House Minority Leader Hakeem Jeffries (D-N.Y.) worked to line up votes against the resolutions, but nine Democrats still supported the Bill Clinton measure: Reps. Maxwell Frost (Fla.), Raja Krishnamoorthi (Ill.), Summer Lee (Pa.), Stephen Lynch (Mass.), Ayanna Pressley (Mass.), Emily Randall (Wash.), Lateefah Simon (Calif.), Melanie Stansbury (N.M.), and Rashida Tlaib (Mich.). Several of those votes came from the progressive wing, including Pressley, Lee, and Tlaib, signaling that some members prioritized openness in the Epstein matter over party unity.

On the Hillary Clinton resolution, only three Democrats sided with Republicans: Stansbury, Lee, and Tlaib. That smaller break showed stronger support among Democrats for her position.
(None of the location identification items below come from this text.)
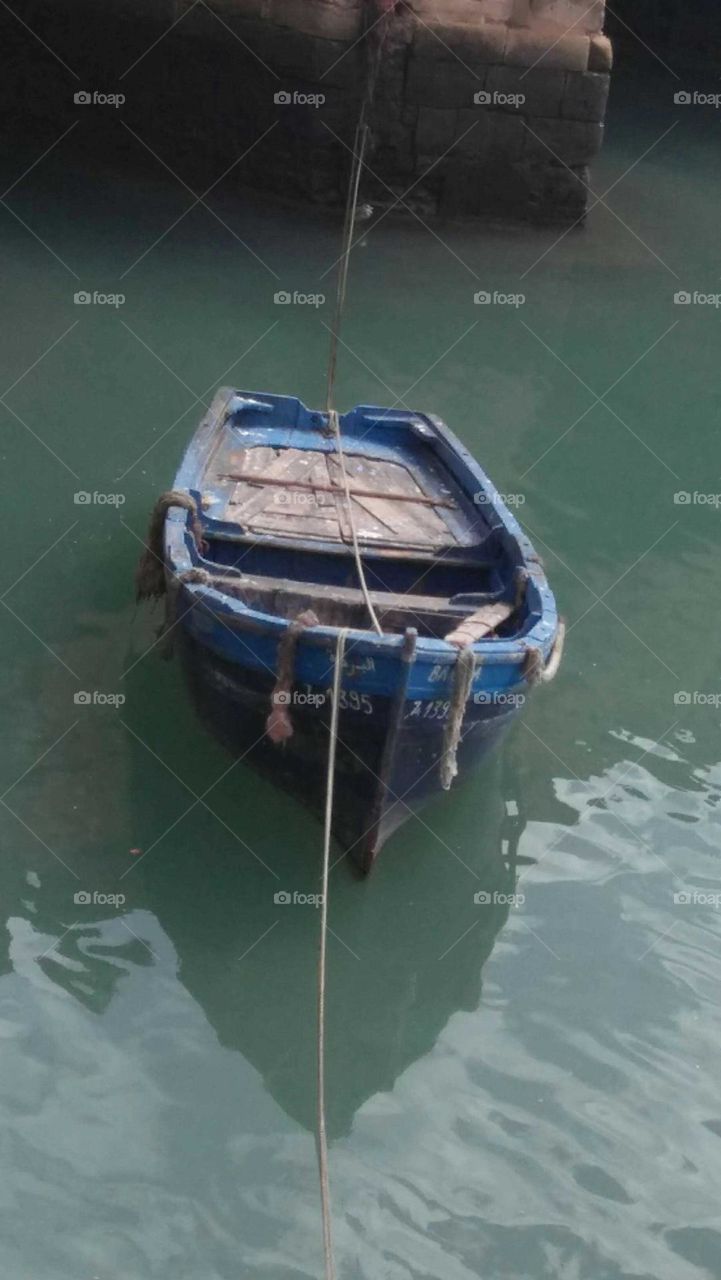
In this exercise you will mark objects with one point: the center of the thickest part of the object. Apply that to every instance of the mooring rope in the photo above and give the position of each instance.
(329, 787)
(348, 231)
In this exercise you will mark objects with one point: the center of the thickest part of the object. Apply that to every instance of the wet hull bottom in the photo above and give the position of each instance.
(377, 787)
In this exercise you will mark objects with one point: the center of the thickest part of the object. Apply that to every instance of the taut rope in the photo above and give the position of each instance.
(329, 787)
(348, 229)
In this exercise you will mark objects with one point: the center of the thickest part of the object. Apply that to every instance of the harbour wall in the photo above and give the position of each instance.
(482, 108)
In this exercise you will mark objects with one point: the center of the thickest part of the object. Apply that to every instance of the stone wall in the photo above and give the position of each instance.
(482, 106)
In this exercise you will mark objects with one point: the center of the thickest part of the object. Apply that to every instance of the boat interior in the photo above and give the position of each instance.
(278, 533)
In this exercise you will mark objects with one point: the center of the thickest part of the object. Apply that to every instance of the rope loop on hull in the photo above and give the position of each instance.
(150, 574)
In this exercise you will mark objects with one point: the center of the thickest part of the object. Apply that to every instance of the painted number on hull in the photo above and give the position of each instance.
(437, 709)
(347, 699)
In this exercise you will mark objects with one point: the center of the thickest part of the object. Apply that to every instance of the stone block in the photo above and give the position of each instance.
(507, 136)
(542, 90)
(584, 96)
(576, 16)
(497, 10)
(336, 63)
(574, 142)
(450, 10)
(601, 56)
(333, 19)
(474, 131)
(436, 131)
(442, 82)
(541, 48)
(223, 8)
(460, 191)
(474, 46)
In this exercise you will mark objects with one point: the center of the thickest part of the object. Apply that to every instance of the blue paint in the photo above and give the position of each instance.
(249, 639)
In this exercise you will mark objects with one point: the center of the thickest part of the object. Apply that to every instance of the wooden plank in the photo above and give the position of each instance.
(480, 624)
(332, 488)
(352, 595)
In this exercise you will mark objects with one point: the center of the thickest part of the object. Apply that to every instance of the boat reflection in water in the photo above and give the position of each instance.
(406, 949)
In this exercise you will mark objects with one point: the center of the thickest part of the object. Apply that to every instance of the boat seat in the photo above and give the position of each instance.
(338, 606)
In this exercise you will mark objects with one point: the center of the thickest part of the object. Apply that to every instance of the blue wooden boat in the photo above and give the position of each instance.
(260, 575)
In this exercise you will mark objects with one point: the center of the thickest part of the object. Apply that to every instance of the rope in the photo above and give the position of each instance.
(360, 570)
(341, 291)
(322, 1137)
(462, 680)
(534, 671)
(150, 574)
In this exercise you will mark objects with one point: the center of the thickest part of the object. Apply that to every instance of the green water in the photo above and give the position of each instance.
(514, 1092)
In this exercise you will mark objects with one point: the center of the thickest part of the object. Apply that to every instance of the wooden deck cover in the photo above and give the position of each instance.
(296, 493)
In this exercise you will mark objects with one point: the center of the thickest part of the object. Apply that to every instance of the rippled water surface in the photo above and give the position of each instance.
(524, 1091)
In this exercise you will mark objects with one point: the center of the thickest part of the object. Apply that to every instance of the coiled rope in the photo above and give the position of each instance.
(464, 670)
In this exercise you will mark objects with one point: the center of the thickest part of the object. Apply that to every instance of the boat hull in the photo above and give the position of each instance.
(388, 752)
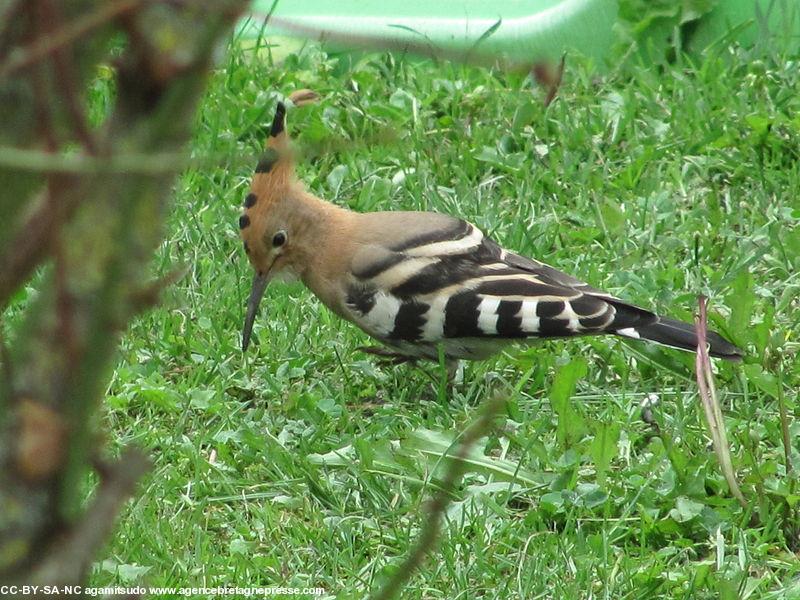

Ranking Member Robert Garcia (D-Calif.) and other Democrats who opposed the measures argued the investigation has turned political. They pointed to unredacted Epstein files and said the contempt push looked like payback.

Strain Inside the Democratic Party

Some Democrats also suggested holding Attorney General Pam Bondi in contempt over claims that documents were being withheld. During a tense markup session broadcast live on C-SPAN, members traded sharp remarks, with one Democrat calling the effort “political score-settling.”

Democrats who broke ranks said the Epstein case demands fuller disclosure and real accountability. “Transparency matters more than protecting past leaders,” said a source close to the progressive wing, speaking anonymously.

Next, both resolutions move to the full House for a floor vote expected in the coming weeks. If the House approves them, the matter would be referred to the Department of Justice for possible criminal prosecution.

That process can carry penalties of up to $100,000 in fines or up to one year in jail. With Republicans controlling the House and a Trump administration DOJ, passage appears likely, though any effort to enforce contempt against a former president would be uncharted territory.

Political observers say the vote highlights real strain inside the Democratic Party. Younger and more progressive lawmakers appear more willing to step away from the Clinton era, as public pressure for answers in the Epstein case continues. Bill Clinton, now 79, has kept a lower profile in recent years and has focused on work tied to the Clinton Foundation.

Full House to Vote

Hillary Clinton’s team called the proceedings “a partisan witch hunt” in a short statement. Representatives for Bill Clinton repeated his earlier denials of wrongdoing connected to Epstein.

As the resolutions advance, the episode shows how older controversies can return with new momentum. The Epstein investigation, stirred again by recent document releases, has pulled in other major names and also fueled conspiracy theories across the political spectrum.

If the full House votes to hold Bill Clinton in contempt, it would be the first referral of its kind against a former president in the modern era. Legal experts say contempt referrals are unusual and often symbolic, but a DOJ that wants to pursue the case could raise the stakes.

For Democrats, the split adds pressure heading into the midterms and raises fresh questions about party discipline under Jeffries. Republicans, meanwhile, cast the vote as proof they support equal justice and holding powerful figures accountable.

The House floor debate is likely to be heated, and it could force more Democrats to choose between standing with party figures and backing demands for answers in one of the country’s most persistent controversies.